Employers need ways to weed out applications - especially in this era of electronic resume dumps. My post was simply to say that a present employment-signal might be valuable in this buyer's labor market and that Lane might have attempted an argument in this vein.
Gabem116,
Why is it particularly immoral to consider religion, but not current employment status? Arguably, the former is far more of a voluntary choice than the latter, and as I noted, highly-observant religious people often have constraints on their behavior that would be relevant for employment.
David,
You're right, the text of Title VII doesn't allow race itself as a BFOQ. Judges have worked around it by saying you can cast actors and models based on having the appearance of being of a particular race, so that Duchess Kate call can be for "someone who is brunette, fair-skinned and appears Caucasian," but can be portrayed by someone who identifies as a race other than Caucasian.

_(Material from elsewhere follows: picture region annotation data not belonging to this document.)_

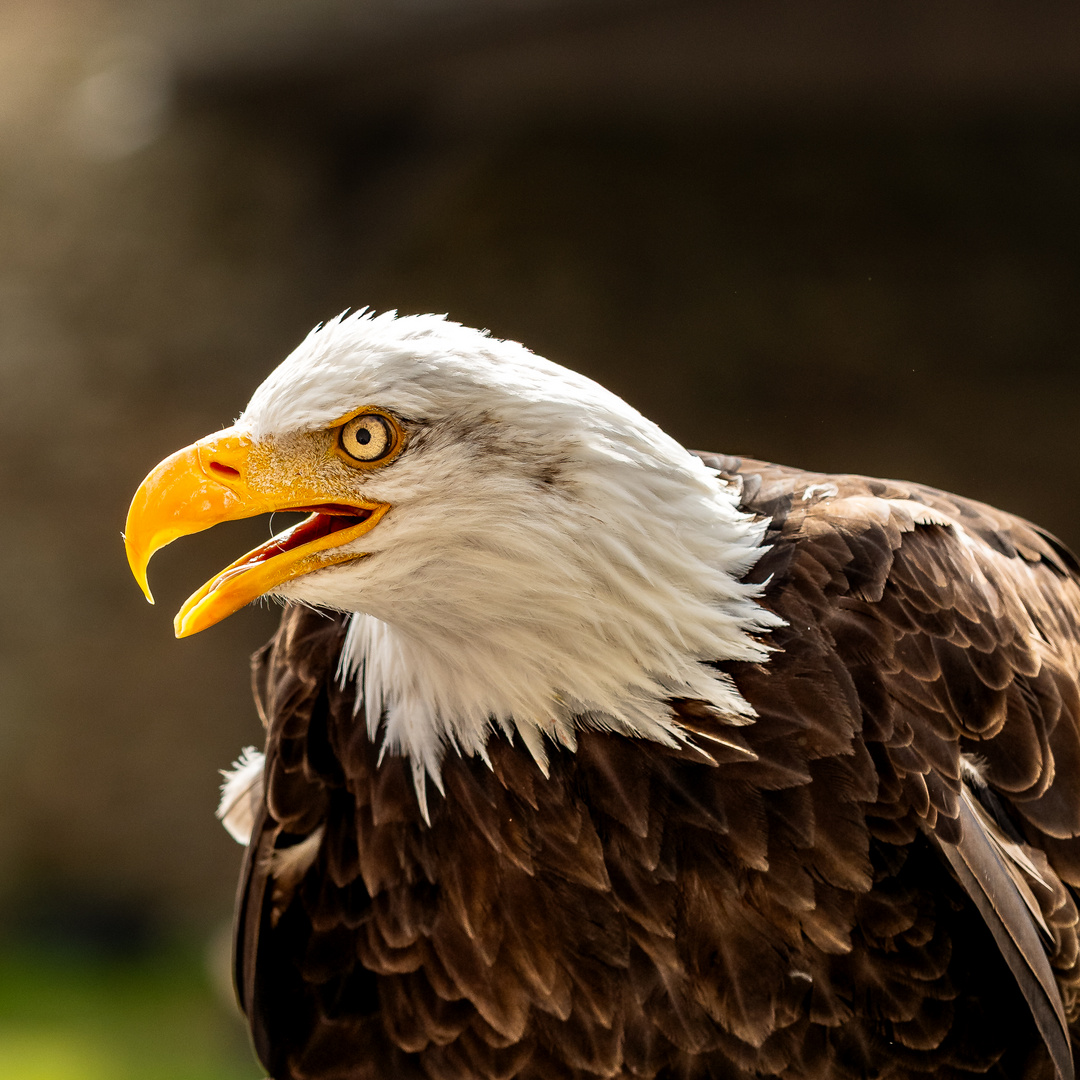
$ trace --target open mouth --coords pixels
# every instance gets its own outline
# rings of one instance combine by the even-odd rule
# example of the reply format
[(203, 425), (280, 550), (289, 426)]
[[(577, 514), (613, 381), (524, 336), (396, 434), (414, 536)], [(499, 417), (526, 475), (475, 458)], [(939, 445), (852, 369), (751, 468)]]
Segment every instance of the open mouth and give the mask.
[[(298, 522), (292, 528), (283, 532), (276, 532), (265, 544), (249, 551), (242, 559), (233, 563), (227, 570), (222, 570), (214, 581), (220, 581), (225, 573), (234, 570), (244, 570), (256, 563), (265, 563), (267, 559), (275, 558), (286, 551), (296, 551), (306, 544), (314, 543), (324, 537), (335, 532), (343, 532), (346, 529), (363, 525), (374, 513), (373, 509), (363, 507), (339, 507), (328, 503), (322, 507), (295, 507), (291, 508), (298, 514), (310, 514), (302, 522)], [(356, 534), (360, 535), (359, 532)], [(351, 538), (348, 538), (351, 539)], [(338, 537), (337, 543), (347, 543), (348, 539)]]
[(176, 613), (176, 636), (195, 634), (293, 578), (363, 558), (364, 552), (342, 549), (373, 529), (389, 509), (387, 503), (282, 507), (310, 516), (247, 552), (192, 593)]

"A film director casting a movie about African-American slaves may not exclude Caucasians from the auditions, but the director may limit certain roles to persons having the physical characteristics of African-Americans. Indeed, the drafters of Title VII expressly anticipated this issue. In their interpretative memorandum, Senators Case and Clark explained that '[a]lthough there is no exemption in Title VII for occupations in which race might be deemed a bona fide job qualification, a director of a play or movie who wished to cast an actor in the role of a Negro, could specify that he wished to hire someone with the physical appearance of a Negro.'110 Cong. Rec. 7213, 7217 (1964). See also Miller, 615 F.2d at 654 (suggesting that a director wishing to cast the role of Henry VIII may announce that only applicants of sufficient physical likeness to Henry VIII will be considered). As applied here, TPG could have legally assigned jobs based on accent, speech pattern or dialect, but not expressly on race. Although the statutory language allows gender to be a valid BFOQ for hiring an actor or actress where it is necessary for the 'purpose of authenticity or genuineness,' see 29 C.F.R. 1604.2(a)(2), Congress specifically rejected race as a BFOQ." -- Ferrill v. Parker Group (11th Cir. 1999).